I am trying to improve a part of code that is slowing down the whole script significantly, right to the point of making it unfeasible. In particular the piece of code is:
for vectors1 in EC1:
for vectors2 in EC2:
r = np.add(vectors1, vectors2)
for vectors3 in CDC:
result = np.add(r, vectors3).tolist()
if result not in states: # This is what makes it very slow
states.append(result)
EC1, EC2 and CDC are lists that contains as elements, lists of lists, as an example of one iteration, we get:
vectors1: [[2, 0, 0], [0, 0, 0], [0, 0, 0], [2, 0, 0], [0, 0, 0], [0, 0, 0], [2, 0, 0], [2, 0, 0], [0, 0, 0]]

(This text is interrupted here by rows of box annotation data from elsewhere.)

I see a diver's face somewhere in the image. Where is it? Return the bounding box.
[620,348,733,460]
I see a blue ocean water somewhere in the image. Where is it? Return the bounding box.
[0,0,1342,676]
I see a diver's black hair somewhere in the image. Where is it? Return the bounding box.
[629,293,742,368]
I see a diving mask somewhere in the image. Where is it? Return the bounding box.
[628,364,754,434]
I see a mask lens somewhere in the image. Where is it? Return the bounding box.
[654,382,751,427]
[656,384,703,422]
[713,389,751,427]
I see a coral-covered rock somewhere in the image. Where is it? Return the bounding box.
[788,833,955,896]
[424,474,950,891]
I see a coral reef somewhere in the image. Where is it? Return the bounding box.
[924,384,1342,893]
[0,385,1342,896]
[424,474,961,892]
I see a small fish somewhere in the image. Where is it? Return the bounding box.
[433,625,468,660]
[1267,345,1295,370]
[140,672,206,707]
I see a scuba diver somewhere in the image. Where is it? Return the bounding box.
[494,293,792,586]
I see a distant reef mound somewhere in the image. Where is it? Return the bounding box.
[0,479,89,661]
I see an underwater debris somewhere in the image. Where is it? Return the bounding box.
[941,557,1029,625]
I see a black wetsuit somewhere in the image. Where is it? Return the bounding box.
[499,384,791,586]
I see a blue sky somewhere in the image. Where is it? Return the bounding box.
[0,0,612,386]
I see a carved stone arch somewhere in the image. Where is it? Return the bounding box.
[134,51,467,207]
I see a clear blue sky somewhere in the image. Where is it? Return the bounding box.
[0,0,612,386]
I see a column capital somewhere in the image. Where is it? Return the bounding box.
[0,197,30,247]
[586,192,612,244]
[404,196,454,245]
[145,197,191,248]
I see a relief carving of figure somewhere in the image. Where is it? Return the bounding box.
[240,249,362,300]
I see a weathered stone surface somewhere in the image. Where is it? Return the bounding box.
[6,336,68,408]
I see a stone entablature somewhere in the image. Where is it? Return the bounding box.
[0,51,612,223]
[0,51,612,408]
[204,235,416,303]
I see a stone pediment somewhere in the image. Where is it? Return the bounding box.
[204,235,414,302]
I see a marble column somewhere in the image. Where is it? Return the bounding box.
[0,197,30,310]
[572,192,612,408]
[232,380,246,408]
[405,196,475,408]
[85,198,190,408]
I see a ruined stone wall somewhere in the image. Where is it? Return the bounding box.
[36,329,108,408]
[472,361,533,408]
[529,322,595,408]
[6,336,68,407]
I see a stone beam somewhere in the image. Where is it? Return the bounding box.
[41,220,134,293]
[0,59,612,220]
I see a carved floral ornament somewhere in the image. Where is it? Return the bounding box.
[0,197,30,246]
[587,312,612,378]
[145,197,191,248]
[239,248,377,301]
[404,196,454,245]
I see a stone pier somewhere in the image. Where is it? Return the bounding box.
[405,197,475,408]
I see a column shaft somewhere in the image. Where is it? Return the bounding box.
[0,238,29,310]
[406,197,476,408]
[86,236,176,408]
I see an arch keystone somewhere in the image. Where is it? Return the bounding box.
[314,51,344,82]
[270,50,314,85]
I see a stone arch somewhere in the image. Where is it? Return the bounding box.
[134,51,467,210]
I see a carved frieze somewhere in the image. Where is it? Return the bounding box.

vectors2: [[0, 0, 0], [2, 0, 0], [0, 0, 0], [0, 0, 0], [2, 0, 0], [2, 0, 0], [0, 0, 0], [0, 0, 0], [0, 0, 0]]
vectors3: [[0, 0, 0], [0, 0, 0], [2, 1, 0], [0, 0, 0], [0, 0, 0], [0, 0, 0], [0, 0, 0], [2, 1, 0], [2, 1, 0]]
result: [[2, 0, 0], [2, 0, 0], [2, 1, 0], [2, 0, 0], [2, 0, 0], [2, 0, 0], [2, 0, 0], [4, 1, 0], [2, 1, 0]]
Notice how vectors1, vectors2 and vectors3 correspond to one element from EC1, EC2 and CDC respectively, also how 'result' is the summation from vectors1, vectors2 and vectors3, hence the previous vectors cannot be altered in any manner or sorted, otherwise it would change the expected result from the 'result' variable.
In the first two loops each item in EC1 and EC2 are summed, for later on sum up the previous result with items in CDC. To sum the list of lists from EC1 and EC2 and later on the previous result ('r') with the list of lists from CDC I use numpy.add(). Finally, I reconvert 'result' back to list. So Basically I am managing lists of lists as elements from EC1, EC2 and CDC.
The problem is that I must deal with hundreds of thousands (close to 1M) of results and having to check if a result exists in states list is slowing things drastically, specially since states list grows as more results are processed.
I've tried to keep inside the numpy world by managing everything as numpy arrays. First declaring states as:
states = np.empty([9, 3], int)
Then, concatenating the result numpy array to states numpy array, prior checking if already exists in states:
for vectors1 in EC1:
for vectors2 in EC2:
r = np.add(vectors1, vectors2)
for vectors3 in CDC:
result = np.add(r, vectors3)
if not np.isin(states, result).any():
np.concatenate(states, result, axis=0)
But definitely I am doing something wrong because result is not being concatenated to states, I've also tried without success:
np.append(states, result, axis=0)
Could this be parallelized in some way?